Quit Moving Stuff Around on the Internet

Why do they keep moving things around on the internet? Google is the worst. I love Google, but right now they are acting like some neurotic housewife who keeps rearranging the furniture. You come home from a hard day’s work and all you want to do is sling off your shoes and sink into your favorite chair, except it’s not there anymore.

Figuratively speaking, of course. I post this blog in a few places, and one is on Blogger, which is Google’s blog host site thingy. So just now I went to log in to Blogger and couldn’t find it even though I searched high and low – I looked under the beds, behind the sofa, in the kitchen cabinets. It wasn’t there. Figuratively speaking.

When I log into my Google account, I usually just click on “Account Settings” and that gets me to Blogger. But when I did that tonight, this page came up that looked totally different. I looked all through it for the word “Blogger” and couldn’t find it. “Now where did Google hide my Blogger?” I asked myself, out loud, because I sit and talk to myself all day and night. Sometimes I get hoarse from all that jabbering.

I started clicking on other things in a logical fashion – I clicked on Sites because my blog is on a “site” but only found a website I’d been to a while ago – not sure how it even got there. It’s like when your husband puts a kitchen utensil in the wrong drawer. You look everywhere, cursing about what a waste of time it is, and finally find it in somewhere completely illogical, wondering what possessed him since you would NEVER think to look for it there.

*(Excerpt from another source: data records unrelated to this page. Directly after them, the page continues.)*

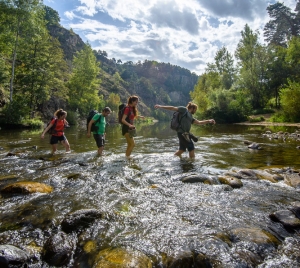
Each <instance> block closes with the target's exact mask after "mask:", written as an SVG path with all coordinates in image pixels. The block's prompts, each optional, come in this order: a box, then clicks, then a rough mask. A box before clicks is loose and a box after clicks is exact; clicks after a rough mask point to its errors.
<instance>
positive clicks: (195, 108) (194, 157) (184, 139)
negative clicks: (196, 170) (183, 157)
mask: <svg viewBox="0 0 300 268" xmlns="http://www.w3.org/2000/svg"><path fill="white" fill-rule="evenodd" d="M154 108H156V109H165V110H170V111H174V112H179V122H180V127H179V129H178V130H177V136H178V139H179V150H178V151H177V152H175V155H177V156H179V157H180V156H181V154H182V153H184V152H185V151H186V149H188V152H189V157H190V158H195V146H194V143H193V141H192V140H191V138H193V137H192V136H191V134H190V130H191V126H192V124H195V125H204V124H215V123H216V122H215V120H214V119H209V120H203V121H199V120H197V119H195V118H194V117H193V114H195V113H196V111H197V108H198V106H197V104H195V103H192V102H189V103H188V105H187V106H186V107H184V106H179V107H174V106H162V105H158V104H156V105H155V106H154ZM194 138H196V137H194Z"/></svg>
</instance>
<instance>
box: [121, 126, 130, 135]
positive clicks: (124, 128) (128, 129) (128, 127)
mask: <svg viewBox="0 0 300 268" xmlns="http://www.w3.org/2000/svg"><path fill="white" fill-rule="evenodd" d="M128 130H129V126H127V125H124V124H122V135H123V136H124V135H125V134H126V133H128Z"/></svg>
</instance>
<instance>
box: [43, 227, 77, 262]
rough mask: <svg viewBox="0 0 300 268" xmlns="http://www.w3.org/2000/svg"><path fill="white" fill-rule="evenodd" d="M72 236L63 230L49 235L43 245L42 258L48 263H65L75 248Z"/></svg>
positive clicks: (74, 242) (75, 244)
mask: <svg viewBox="0 0 300 268" xmlns="http://www.w3.org/2000/svg"><path fill="white" fill-rule="evenodd" d="M75 245H76V243H75V241H74V239H73V237H71V236H68V235H67V234H66V233H64V232H58V233H57V234H54V235H53V236H51V237H50V238H49V239H48V240H47V241H46V243H45V245H44V251H43V259H44V260H45V261H46V262H47V263H48V264H50V265H53V266H58V267H60V266H63V265H67V264H68V263H69V262H70V260H71V257H72V255H73V252H74V250H75Z"/></svg>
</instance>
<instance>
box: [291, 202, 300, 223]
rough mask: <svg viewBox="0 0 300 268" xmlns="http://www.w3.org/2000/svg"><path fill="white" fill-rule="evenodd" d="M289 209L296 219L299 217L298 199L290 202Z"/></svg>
mask: <svg viewBox="0 0 300 268" xmlns="http://www.w3.org/2000/svg"><path fill="white" fill-rule="evenodd" d="M290 211H292V212H293V213H294V214H295V215H296V217H297V218H298V219H300V201H296V202H293V203H291V208H290Z"/></svg>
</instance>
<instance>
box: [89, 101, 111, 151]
mask: <svg viewBox="0 0 300 268" xmlns="http://www.w3.org/2000/svg"><path fill="white" fill-rule="evenodd" d="M110 113H111V109H110V108H109V107H105V108H104V109H103V110H102V113H101V114H100V113H97V114H95V115H94V117H93V118H92V120H91V121H90V122H89V125H88V132H87V137H88V138H90V137H91V128H92V125H93V124H95V129H96V130H94V131H93V136H94V139H95V141H96V144H97V147H98V155H102V152H103V149H104V144H105V128H106V119H105V117H107V116H108V115H109V114H110Z"/></svg>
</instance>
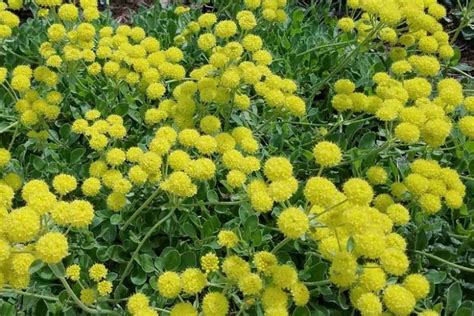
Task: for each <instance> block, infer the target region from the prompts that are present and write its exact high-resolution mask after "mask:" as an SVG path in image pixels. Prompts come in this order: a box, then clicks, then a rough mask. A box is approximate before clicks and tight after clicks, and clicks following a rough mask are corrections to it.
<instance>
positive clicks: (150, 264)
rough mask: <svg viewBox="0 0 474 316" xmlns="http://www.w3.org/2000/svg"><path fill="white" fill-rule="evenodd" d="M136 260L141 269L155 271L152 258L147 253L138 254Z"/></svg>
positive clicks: (149, 255) (147, 271)
mask: <svg viewBox="0 0 474 316" xmlns="http://www.w3.org/2000/svg"><path fill="white" fill-rule="evenodd" d="M138 262H139V263H140V266H141V267H142V269H143V271H145V272H146V273H152V272H154V271H155V267H154V266H153V258H152V257H151V256H150V255H149V254H143V255H140V257H139V258H138Z"/></svg>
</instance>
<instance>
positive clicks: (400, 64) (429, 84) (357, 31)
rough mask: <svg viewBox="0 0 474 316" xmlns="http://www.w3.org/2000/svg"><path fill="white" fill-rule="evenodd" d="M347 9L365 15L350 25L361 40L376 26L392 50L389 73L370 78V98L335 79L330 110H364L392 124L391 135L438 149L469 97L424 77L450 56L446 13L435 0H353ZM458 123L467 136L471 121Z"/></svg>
mask: <svg viewBox="0 0 474 316" xmlns="http://www.w3.org/2000/svg"><path fill="white" fill-rule="evenodd" d="M351 6H352V7H353V8H355V9H362V10H363V11H364V13H363V14H362V17H361V19H360V20H358V21H357V22H355V25H356V26H355V27H356V29H357V35H358V36H359V38H360V39H361V40H363V39H365V38H367V37H368V36H369V34H370V32H372V30H377V29H378V28H381V30H380V32H379V37H380V38H381V39H382V40H383V41H385V42H387V43H388V44H389V45H390V46H391V51H390V53H389V56H390V59H391V61H392V64H391V66H390V72H391V73H390V74H389V73H383V72H382V73H377V74H375V75H374V76H373V81H374V83H375V84H376V87H375V88H374V91H375V95H369V96H367V95H364V94H362V93H360V92H355V88H356V87H355V85H354V84H353V83H352V82H350V81H349V80H347V79H341V80H339V81H338V82H336V84H335V86H334V88H335V91H336V95H335V96H334V97H333V99H332V105H333V107H334V108H335V109H336V110H337V111H339V112H342V111H347V110H350V111H353V112H366V113H371V114H374V115H375V116H376V117H377V118H378V119H379V120H381V121H384V122H391V121H396V122H397V124H396V127H395V131H394V132H395V136H396V138H398V139H399V140H401V141H402V142H404V143H407V144H413V143H416V142H418V141H420V140H422V141H423V142H425V143H426V144H428V145H430V146H432V147H439V146H441V145H443V144H444V143H445V142H446V138H447V137H448V136H449V134H450V132H451V130H452V126H453V122H452V118H451V115H452V113H453V112H454V111H455V110H456V108H457V107H459V106H460V105H462V104H463V103H465V104H466V105H465V107H466V108H469V102H470V101H469V99H468V98H466V100H464V96H463V89H462V86H461V84H460V83H459V82H458V81H457V80H456V79H454V78H445V79H435V80H431V81H430V80H428V79H429V78H426V77H436V76H437V75H438V74H439V70H440V69H441V67H440V62H443V61H446V60H449V59H451V58H452V57H453V55H454V50H453V49H452V47H451V46H450V45H449V35H448V34H447V33H446V32H444V31H443V27H442V25H441V24H440V23H439V22H438V20H439V19H441V18H442V17H444V16H445V15H446V10H445V8H444V7H443V6H442V5H440V4H438V3H437V2H436V1H428V2H423V1H419V2H417V1H414V2H406V1H395V0H390V1H386V2H384V4H383V5H382V4H381V3H376V2H374V1H360V2H359V1H354V3H352V5H351ZM347 19H348V18H344V20H343V21H341V22H340V24H342V25H343V26H341V28H346V27H347V24H348V23H347V21H346V20H347ZM401 22H404V23H406V25H408V27H407V28H402V27H401V25H405V24H404V23H401ZM353 23H354V22H353ZM347 28H349V27H347ZM433 81H434V82H433ZM434 84H435V85H436V88H437V89H436V90H435V91H433V85H434ZM459 125H460V128H461V131H462V132H463V133H464V134H465V135H466V136H467V137H468V138H472V136H473V130H474V127H473V126H474V120H473V119H472V118H471V117H470V116H468V117H465V118H462V119H461V120H460V121H459Z"/></svg>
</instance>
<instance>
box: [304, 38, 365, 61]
mask: <svg viewBox="0 0 474 316" xmlns="http://www.w3.org/2000/svg"><path fill="white" fill-rule="evenodd" d="M356 42H357V41H356V40H350V41H346V42H339V43H331V44H325V45H319V46H315V47H311V48H310V49H307V50H305V51H304V52H301V53H299V54H296V56H298V57H299V56H303V55H305V54H307V53H311V52H312V51H315V50H318V49H321V48H327V47H334V46H342V47H344V46H349V45H350V44H353V43H356Z"/></svg>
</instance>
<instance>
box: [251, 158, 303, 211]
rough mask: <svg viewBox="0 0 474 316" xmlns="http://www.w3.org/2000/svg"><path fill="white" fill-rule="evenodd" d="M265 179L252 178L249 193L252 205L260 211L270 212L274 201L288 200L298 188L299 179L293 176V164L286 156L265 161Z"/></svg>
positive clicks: (253, 207) (294, 192) (279, 201)
mask: <svg viewBox="0 0 474 316" xmlns="http://www.w3.org/2000/svg"><path fill="white" fill-rule="evenodd" d="M263 173H264V174H265V177H266V178H267V180H268V182H266V181H264V180H263V179H255V180H252V181H251V182H250V183H249V185H248V186H247V195H248V197H249V199H250V203H251V205H252V207H253V208H254V209H255V210H256V211H258V212H264V213H265V212H269V211H271V210H272V208H273V203H274V202H284V201H286V200H288V199H289V198H290V197H291V196H292V195H293V194H294V193H295V192H296V191H297V190H298V181H297V180H296V178H295V177H294V176H293V166H292V165H291V163H290V161H289V160H288V159H287V158H285V157H272V158H270V159H268V160H267V161H266V162H265V165H264V170H263Z"/></svg>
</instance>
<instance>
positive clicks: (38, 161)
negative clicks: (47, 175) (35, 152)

I kept hunting for Blogger, determined to give it the same effort I would devote to finding a missing earring or some other treasure. I clicked a tab that said “More” and a whole list of things dropped down, reminding me of a thief opening his coat to show you a bunch of watches rolling out from the lining. “Aha” I said, out loud, when I saw the word “Blogs.” I clicked on that and got…..nothing. “Holy crap,” I grumbled. “Where in the  hell did Google hide my fricking blog?”

This is how I talk to myself when I get frustrated – like a crazy woman wringing her hands, desperate to find relief when none is in site. Then I noticed a link called “Reader” and clicked it. A whole accordion of articles popped up, one after the other. One had stick figure cartoon drawings talking to each other in such a sophisticated, humorous way that I didn’t get a single joke. A plethora of articles, recipes and advertisements were hiding under that one link like beetles under a rock.

But no Blogger. Finally when I saw a link that said, “Even more,” I got a little excited because there really wasn’t anywhere else at all for Blogger to be except there. When I clicked the link I came to a whole ‘nother long page full of text and icons. Holding my breath, I scrolled down, and there, buried as if under a pile of dirty clothes, was Blogger. Phew – I was so glad but so freaking irritated with Google for hiding it there.

Good friggin’ grief. Would you computer people just get things arranged somehow and then LEAVE IT ALONE. JUST LEAVE IT ALONE!  For a little while, anyway, or else you’re going to send me completely over the edge.